AML has proven tricky for drug developers lately, especially given the FDA's dim view of single-arm trials, deployed by some firms in an attempt to win accelerated approval for compounds against the disease in the elderly, with an eye to broadening the label later. (See BioWorld Insight, Dec. 21, 2009.)

FLTs themselves have run into trouble. Frazer, Pa.-based Cephalon Inc.'s multikinase inhibitor lestaurtinib (CEP-701), which hits FLT3 among other targets, fizzled this summer in a Phase III trial when combined with chemotherapy. Novartis AG, of Basel, Switzerland, had PKC412, a multi-kinase inhibitor with FLT3 activity that also failed in a Phase III combo trial. Cambridge, Mass.-based Millennium Pharmaceuticals Inc. (now part of Japanese drug maker Takeda Pharmaceutical Co. Ltd.) didn't make it with MLN518, either.
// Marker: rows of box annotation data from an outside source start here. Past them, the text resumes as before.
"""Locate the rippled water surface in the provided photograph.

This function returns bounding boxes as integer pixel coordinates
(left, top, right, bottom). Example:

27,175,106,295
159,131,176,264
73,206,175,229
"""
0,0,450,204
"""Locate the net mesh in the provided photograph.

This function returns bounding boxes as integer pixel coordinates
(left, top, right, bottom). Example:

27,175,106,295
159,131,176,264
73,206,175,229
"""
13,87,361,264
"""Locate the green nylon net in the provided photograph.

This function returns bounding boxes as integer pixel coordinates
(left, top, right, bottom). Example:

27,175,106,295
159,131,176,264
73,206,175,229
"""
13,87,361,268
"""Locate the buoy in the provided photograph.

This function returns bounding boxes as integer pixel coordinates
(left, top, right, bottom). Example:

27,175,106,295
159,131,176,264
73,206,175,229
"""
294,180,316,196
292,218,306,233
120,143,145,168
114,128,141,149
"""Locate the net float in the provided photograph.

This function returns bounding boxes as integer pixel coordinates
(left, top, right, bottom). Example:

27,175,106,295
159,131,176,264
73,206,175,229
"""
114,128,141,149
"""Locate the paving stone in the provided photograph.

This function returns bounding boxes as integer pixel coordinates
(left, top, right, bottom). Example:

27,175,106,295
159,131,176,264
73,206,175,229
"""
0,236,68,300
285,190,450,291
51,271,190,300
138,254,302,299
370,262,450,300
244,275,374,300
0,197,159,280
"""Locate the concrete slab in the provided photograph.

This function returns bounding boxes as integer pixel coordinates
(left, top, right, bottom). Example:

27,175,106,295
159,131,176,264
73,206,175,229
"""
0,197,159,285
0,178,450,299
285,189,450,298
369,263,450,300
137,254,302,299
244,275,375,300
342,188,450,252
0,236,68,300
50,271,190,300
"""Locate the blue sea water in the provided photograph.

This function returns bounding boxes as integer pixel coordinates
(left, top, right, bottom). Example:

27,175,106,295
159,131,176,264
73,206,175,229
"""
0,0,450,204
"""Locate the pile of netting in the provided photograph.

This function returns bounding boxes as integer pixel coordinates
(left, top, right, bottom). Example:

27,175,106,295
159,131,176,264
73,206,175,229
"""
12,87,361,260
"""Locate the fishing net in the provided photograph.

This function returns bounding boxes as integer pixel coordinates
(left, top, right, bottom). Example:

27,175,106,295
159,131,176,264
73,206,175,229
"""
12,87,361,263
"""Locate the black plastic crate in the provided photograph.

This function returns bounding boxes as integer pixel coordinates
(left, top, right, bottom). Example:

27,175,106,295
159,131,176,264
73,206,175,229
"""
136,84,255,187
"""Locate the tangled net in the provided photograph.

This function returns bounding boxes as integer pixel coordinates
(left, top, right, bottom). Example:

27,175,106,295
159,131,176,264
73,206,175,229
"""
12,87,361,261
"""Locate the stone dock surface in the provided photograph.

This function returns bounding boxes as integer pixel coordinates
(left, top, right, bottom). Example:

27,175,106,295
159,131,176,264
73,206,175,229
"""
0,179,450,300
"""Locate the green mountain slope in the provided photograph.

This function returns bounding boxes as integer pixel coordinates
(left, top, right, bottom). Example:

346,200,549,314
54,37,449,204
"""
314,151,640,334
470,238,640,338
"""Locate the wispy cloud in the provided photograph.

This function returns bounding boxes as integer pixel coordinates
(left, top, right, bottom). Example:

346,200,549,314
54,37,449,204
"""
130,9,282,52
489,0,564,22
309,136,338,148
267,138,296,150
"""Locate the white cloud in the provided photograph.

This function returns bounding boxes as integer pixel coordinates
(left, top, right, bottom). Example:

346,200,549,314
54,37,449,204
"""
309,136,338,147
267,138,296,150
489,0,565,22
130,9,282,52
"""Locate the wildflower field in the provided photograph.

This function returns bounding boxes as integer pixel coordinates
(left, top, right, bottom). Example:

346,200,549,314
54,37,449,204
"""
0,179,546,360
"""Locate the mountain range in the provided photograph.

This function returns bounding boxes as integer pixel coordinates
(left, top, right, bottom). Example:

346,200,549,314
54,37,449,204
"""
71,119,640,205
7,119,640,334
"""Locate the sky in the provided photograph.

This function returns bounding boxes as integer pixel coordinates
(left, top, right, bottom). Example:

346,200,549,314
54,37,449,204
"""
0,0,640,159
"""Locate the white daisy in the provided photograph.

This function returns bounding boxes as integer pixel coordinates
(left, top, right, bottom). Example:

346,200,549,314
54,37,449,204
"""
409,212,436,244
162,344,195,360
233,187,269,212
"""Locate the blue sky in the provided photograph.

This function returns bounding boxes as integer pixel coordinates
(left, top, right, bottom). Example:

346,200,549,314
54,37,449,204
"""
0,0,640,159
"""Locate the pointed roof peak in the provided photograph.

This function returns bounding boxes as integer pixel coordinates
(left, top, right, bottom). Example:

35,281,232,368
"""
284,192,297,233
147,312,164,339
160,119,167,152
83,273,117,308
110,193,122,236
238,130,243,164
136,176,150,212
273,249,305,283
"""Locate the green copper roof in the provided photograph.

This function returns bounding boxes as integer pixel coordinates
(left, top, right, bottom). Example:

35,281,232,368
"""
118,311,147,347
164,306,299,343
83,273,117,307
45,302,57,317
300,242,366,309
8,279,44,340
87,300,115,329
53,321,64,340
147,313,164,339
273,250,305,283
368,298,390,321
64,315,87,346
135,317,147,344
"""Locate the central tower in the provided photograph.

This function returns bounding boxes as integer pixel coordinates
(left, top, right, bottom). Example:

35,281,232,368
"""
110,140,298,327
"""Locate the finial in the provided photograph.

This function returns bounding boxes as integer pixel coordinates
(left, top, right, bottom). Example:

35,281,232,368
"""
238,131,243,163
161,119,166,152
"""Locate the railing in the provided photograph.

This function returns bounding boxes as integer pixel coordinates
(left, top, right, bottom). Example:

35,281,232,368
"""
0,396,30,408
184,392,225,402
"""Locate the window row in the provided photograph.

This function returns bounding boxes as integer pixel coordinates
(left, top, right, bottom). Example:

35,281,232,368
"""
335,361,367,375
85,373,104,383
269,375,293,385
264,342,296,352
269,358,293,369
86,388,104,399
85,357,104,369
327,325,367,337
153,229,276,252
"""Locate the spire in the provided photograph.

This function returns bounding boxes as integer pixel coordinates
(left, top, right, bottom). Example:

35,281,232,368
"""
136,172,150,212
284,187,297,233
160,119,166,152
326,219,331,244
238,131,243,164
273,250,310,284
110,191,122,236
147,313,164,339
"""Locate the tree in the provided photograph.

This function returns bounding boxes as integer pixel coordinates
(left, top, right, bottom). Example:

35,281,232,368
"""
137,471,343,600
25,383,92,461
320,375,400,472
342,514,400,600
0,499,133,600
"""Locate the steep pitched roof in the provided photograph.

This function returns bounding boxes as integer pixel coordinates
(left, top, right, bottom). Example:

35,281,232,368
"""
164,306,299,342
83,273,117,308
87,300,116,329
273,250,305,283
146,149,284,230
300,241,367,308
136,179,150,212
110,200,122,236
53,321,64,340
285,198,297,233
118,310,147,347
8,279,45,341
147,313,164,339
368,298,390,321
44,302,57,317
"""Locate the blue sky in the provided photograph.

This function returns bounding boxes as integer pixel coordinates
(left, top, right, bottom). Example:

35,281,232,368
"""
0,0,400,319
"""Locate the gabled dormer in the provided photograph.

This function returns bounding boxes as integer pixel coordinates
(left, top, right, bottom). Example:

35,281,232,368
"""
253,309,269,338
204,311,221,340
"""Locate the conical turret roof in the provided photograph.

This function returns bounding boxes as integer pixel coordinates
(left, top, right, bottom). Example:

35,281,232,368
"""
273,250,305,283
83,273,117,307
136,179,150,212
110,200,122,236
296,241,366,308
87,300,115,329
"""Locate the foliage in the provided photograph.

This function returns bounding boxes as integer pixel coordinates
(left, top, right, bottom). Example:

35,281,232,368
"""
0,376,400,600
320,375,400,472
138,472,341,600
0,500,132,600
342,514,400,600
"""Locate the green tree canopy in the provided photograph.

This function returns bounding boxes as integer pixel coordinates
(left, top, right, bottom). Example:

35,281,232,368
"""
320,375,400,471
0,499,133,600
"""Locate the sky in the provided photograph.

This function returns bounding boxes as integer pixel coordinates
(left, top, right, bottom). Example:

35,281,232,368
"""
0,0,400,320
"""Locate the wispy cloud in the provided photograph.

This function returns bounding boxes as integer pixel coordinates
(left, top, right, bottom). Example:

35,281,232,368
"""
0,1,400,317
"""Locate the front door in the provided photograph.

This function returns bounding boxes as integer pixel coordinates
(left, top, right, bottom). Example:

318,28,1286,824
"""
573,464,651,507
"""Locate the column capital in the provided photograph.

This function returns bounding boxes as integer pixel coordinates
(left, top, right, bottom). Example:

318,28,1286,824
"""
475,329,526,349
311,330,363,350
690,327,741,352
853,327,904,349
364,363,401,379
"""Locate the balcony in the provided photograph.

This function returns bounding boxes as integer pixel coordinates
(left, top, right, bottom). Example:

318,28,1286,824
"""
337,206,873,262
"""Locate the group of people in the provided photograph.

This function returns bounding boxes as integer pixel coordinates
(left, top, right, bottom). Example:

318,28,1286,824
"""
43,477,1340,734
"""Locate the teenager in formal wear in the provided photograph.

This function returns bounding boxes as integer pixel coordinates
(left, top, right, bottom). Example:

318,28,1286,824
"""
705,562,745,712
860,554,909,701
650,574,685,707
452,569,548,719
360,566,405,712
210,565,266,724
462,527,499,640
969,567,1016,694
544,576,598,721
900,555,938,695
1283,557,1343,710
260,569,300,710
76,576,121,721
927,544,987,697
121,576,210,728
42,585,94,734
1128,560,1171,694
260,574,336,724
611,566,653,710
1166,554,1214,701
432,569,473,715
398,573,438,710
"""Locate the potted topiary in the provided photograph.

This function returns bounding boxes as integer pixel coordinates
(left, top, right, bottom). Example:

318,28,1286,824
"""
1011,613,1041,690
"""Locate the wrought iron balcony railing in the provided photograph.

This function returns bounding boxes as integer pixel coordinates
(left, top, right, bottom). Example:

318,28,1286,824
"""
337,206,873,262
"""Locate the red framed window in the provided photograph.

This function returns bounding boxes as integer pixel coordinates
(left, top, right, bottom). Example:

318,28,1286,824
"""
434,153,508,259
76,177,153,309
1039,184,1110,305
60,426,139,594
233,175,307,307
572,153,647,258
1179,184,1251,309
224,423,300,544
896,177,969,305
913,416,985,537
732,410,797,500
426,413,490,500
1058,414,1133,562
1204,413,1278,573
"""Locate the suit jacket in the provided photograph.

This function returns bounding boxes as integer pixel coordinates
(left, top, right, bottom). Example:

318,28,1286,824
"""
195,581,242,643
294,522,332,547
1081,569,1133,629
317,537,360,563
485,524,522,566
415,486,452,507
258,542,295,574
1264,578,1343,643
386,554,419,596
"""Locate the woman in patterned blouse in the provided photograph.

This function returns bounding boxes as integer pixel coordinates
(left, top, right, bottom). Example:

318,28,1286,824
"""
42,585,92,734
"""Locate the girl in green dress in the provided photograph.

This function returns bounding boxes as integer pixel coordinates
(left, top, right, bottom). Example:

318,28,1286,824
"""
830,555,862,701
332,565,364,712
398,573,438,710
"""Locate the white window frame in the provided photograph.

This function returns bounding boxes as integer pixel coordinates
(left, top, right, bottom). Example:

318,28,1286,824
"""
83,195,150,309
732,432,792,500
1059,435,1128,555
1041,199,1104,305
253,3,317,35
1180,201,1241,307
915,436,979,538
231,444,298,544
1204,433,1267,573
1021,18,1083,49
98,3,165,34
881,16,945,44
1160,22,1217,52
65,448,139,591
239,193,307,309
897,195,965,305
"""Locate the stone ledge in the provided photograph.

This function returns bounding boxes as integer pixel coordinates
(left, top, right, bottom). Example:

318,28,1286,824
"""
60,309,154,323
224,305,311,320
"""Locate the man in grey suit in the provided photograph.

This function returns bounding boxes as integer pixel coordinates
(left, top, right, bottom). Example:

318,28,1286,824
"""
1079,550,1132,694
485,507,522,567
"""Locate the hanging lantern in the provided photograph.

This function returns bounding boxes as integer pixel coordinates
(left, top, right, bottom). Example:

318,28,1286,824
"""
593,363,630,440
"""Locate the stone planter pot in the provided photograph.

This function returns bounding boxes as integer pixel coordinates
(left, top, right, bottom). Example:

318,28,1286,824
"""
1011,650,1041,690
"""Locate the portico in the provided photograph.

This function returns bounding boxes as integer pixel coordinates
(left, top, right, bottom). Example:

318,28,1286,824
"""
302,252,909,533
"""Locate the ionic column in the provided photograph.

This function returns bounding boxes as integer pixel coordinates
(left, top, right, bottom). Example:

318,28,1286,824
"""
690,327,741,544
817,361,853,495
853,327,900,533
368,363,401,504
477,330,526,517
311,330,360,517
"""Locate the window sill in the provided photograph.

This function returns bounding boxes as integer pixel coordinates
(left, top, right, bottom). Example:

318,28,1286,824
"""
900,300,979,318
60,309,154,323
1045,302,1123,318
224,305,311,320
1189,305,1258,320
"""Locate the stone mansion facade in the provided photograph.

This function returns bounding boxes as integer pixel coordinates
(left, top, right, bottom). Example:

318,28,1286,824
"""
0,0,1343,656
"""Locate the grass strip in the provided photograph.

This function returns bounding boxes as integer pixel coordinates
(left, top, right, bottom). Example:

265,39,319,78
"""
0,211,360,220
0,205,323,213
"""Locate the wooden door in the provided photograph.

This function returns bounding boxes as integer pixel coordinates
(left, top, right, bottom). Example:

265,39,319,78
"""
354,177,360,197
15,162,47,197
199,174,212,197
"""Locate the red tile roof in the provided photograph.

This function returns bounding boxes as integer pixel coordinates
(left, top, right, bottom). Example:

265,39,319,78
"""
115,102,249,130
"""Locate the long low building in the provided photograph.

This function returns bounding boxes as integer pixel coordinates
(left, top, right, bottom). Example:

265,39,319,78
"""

None of that troubles Salka or, apparently, Astellas. AC220, he said, is the first FLT3 inhibitor that has shown single-agent efficacy "beyond the stray anecdote," and achieved "complete shutdown of signaling of the receptor over the entire dosing period, as long as the patient stays on the once-a-day pill."

Other compounds "got some modest to significant inhibition," but their effect pulsed - function would return for 12 hours, leading up to the next dose, he said, crediting the Ambit technology with yielding potency that is tenfold higher.